人生の最期を穏やかに友人に囲まれて迎えさせてほしい。

 
どんなに厚生労働省に声を届けても、国家公務員削減という閣議決定の壁が崩れない。
ならば、命をもって、今一度人間の回復を訴える――
ここまでたたかう決意をしている入所者のみなさんの姿に、とにかく涙があふれて仕方ありませんでした。

ハンストを決意している1人、玉城シゲさん94歳。(写真中央)
74年間、療養所で生活し、子どもも奪われた。その苦しみ・悔しさはどんなに年月が経とうとも決して消えない。
私たちは人間であって人間でなかった。今また、人間として認めないのならば、ハンストをやめるわけにはいかない。

支援者の方からは、こんな国でいいのか、私はとても恥ずかしいという訴え。
「80代、90代の方々にハンストさせるような国であってはならない」
その通りです。
12月、厚生労働省前に座り込んでのハンスト、療養所でのハンストを決行させてはなりません。命を削る抗議行動にまでいたらせてはなりません。
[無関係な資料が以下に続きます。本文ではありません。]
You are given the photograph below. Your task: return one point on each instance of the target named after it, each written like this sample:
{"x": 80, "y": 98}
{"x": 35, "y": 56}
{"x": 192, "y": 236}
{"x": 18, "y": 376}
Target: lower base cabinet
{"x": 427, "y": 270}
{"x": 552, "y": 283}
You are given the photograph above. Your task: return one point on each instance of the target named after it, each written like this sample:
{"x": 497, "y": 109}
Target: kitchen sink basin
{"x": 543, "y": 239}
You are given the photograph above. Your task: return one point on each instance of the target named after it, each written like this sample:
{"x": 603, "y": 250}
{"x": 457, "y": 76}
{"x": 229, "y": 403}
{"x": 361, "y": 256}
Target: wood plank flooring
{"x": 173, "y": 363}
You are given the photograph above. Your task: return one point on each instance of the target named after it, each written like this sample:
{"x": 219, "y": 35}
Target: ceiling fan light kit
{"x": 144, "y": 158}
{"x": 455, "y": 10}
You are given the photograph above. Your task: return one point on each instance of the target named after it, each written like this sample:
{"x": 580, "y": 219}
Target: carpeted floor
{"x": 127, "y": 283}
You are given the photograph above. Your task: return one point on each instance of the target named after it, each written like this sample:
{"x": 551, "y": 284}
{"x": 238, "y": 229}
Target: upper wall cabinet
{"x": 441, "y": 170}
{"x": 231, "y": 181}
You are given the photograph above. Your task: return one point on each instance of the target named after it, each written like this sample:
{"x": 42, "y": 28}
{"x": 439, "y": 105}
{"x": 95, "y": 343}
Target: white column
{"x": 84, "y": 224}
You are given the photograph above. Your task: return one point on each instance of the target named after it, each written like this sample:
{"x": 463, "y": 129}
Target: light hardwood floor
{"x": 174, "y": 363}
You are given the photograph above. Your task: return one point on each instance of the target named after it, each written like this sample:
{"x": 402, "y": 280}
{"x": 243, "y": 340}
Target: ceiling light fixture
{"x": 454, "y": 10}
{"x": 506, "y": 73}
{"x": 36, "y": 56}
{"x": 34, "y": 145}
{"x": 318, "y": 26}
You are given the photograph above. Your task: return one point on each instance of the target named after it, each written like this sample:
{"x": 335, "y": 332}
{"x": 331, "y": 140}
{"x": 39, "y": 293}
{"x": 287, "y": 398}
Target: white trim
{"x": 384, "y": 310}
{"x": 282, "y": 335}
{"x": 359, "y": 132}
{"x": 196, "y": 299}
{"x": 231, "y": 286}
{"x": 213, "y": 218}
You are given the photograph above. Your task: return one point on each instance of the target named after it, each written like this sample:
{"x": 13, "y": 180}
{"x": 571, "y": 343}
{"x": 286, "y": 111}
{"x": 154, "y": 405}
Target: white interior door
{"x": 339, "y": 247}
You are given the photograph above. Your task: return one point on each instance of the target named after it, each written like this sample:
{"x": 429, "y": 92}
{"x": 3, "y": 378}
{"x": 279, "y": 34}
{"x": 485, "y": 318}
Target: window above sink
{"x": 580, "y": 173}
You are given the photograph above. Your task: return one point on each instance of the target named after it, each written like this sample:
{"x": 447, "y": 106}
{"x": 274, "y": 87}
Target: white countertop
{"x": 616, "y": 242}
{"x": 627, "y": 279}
一人ひとりの訴えが、どんどん胸に積もっていって、涙がとうとうあふれました。
嗚咽をあげそうになりながら、懸命にメモをとっていました。
集会から帰って、最近始めたフェイスブックに、メモを起こして、最後にこう書きました。
「どうか、広げてください。知らせてください。みなさん、力を貸してください。」

直後から、私の写真とメモが何人もの方のフェイスブックに拡散していきました。
拡散された写真とメモに次々とコメントが書き込まれていることもわかりました。
思いを広げて、行動を広げて、政府の態度を変えさせる――
どうか、みなさん、力を貸してください。